Willy Brandt als Vorbild

„Geschichte wiederholt sich zwar nicht, aber wir können aus ihr lernen“, ist sich der Leiter des Deutsch-Russischen Forums sicher. Willy Brandt und Egon Bahr, erinnert er, sorgten mit ihrem neuen außenpolitischen Kurs Ende der 1960er Jahre für Entspannung zwischen West und Ost, obwohl die Sowjets gerade in die Tschechoslowakei­ einmarschiert waren, um den Prager Frühling blutig niederzuschlagen. „Das waren sehr kluge und weitsichtige Menschen. Die hatten noch einen Krieg in den Knochen und den unbedingten Willen, eine erneute Eskalation zu verhindern.“ Wie damals bräuchten wir auch jetzt wieder „Wandel durch Annäherung“.

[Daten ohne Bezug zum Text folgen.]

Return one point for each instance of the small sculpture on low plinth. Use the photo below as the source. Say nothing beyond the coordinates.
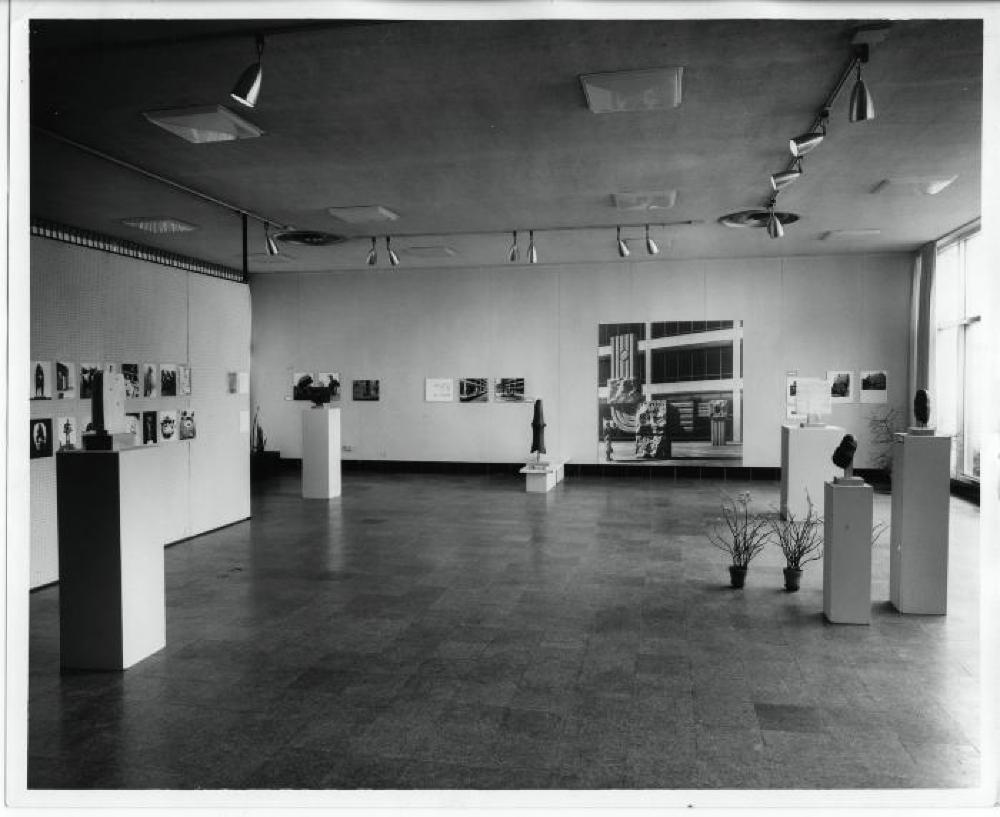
(843, 457)
(538, 432)
(922, 413)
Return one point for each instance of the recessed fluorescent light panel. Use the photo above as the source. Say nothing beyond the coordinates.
(204, 124)
(865, 232)
(645, 200)
(159, 226)
(910, 185)
(364, 214)
(430, 252)
(650, 89)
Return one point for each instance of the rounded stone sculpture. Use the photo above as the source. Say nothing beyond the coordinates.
(843, 456)
(922, 407)
(538, 430)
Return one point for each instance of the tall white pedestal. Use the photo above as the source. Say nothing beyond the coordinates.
(847, 552)
(806, 465)
(112, 610)
(320, 453)
(918, 543)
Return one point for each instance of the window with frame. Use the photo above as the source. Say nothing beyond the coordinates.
(960, 350)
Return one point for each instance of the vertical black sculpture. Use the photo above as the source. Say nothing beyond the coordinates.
(843, 456)
(538, 432)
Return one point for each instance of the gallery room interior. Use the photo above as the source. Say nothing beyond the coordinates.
(529, 405)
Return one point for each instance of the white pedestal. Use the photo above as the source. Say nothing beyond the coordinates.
(112, 611)
(918, 543)
(320, 453)
(847, 552)
(806, 466)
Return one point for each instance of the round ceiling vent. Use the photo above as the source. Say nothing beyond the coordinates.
(309, 238)
(756, 218)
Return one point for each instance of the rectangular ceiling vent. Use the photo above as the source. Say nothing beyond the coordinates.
(429, 251)
(650, 89)
(204, 124)
(864, 232)
(158, 226)
(363, 214)
(645, 200)
(913, 185)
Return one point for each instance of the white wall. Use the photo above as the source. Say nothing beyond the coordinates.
(92, 306)
(401, 326)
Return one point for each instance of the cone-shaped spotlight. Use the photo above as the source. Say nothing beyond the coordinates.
(862, 107)
(272, 247)
(622, 246)
(393, 258)
(774, 227)
(651, 247)
(779, 181)
(513, 253)
(804, 142)
(247, 87)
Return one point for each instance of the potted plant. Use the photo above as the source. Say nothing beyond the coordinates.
(742, 535)
(800, 540)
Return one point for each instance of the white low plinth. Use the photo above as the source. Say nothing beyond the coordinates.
(320, 453)
(112, 611)
(538, 479)
(918, 543)
(806, 465)
(847, 551)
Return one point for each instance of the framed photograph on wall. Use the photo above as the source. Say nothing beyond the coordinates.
(65, 380)
(509, 389)
(301, 383)
(132, 387)
(41, 380)
(67, 433)
(874, 386)
(841, 385)
(365, 390)
(168, 379)
(150, 380)
(439, 390)
(167, 423)
(474, 390)
(41, 437)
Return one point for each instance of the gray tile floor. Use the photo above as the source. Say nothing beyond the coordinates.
(428, 631)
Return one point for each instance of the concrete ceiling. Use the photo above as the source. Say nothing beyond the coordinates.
(469, 130)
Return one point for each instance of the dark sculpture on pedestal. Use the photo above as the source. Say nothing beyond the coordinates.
(843, 456)
(922, 408)
(538, 432)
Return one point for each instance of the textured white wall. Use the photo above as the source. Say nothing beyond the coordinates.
(91, 306)
(400, 326)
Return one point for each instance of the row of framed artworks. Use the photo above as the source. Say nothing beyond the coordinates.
(146, 427)
(64, 380)
(474, 389)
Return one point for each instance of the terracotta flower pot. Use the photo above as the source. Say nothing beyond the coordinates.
(792, 577)
(737, 575)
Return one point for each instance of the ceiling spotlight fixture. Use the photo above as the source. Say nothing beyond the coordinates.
(247, 87)
(272, 246)
(532, 249)
(393, 258)
(774, 227)
(622, 246)
(779, 181)
(862, 107)
(513, 253)
(651, 247)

Vor allem solle Deutschland endlich den Wunsch der Russen nach einer gemeinsamen Sicherheitsarchitektur und die Angst vor einer Nato-Erweiterung ernst nehmen, mahnt Platzeck. Diese Bedingung für eine friedliche Zukunft auf dem europäischen Kontinent hatte Wladimir Putin bereits 2001 in seiner auf Deutsch gehaltenen Rede vor dem Deutschen Bundestag formuliert und dafür von allen Fraktionen viel Beifall erhalten.

 

Etikett „Russlandversteher“

Bei einem Vortrag im Schloss Biesdorf Ende April gestand Matthias Platzeck, dass sein Engagement aktuell „nicht gerade vergnügungssteuerpflichtig“ sei. Seitdem er für das Deutsch-Russische Forum unterwegs ist, sieht sich der populäre SPD-Politiker, der als Brandenburgs Umweltminister wegen seines Einsatzes beim Oderhochwasser 1997 als „Deichgraf“ gefeiert wurde, teils mit heftigem Gegenwind konfrontiert. Inzwischen haftet seinem Namen ein neues, sonderbares Etikett an: „Russlandversteher“ nennen ihn seine Kritiker und meinen das wenig schmeichelhaft. Der ehemalige Brandenburgische Ministerpräsident hat sich daran gewöhnt. Er wisse sehr wohl um die Sünden der Russen, doch Platzeck versucht eine andere Perspektive in die öffentlichen Debatten einzubringen. „Denn da sehe ich eine Marktlücke.“ Russland kritisieren, das täten genug andere. Er hat es sich auf die Fahnen geschrieben, eben auch Verständnis dafür zu vermitteln, warum die Russen so handeln, wie sie es tun, was sie antreibt und wie sie denken.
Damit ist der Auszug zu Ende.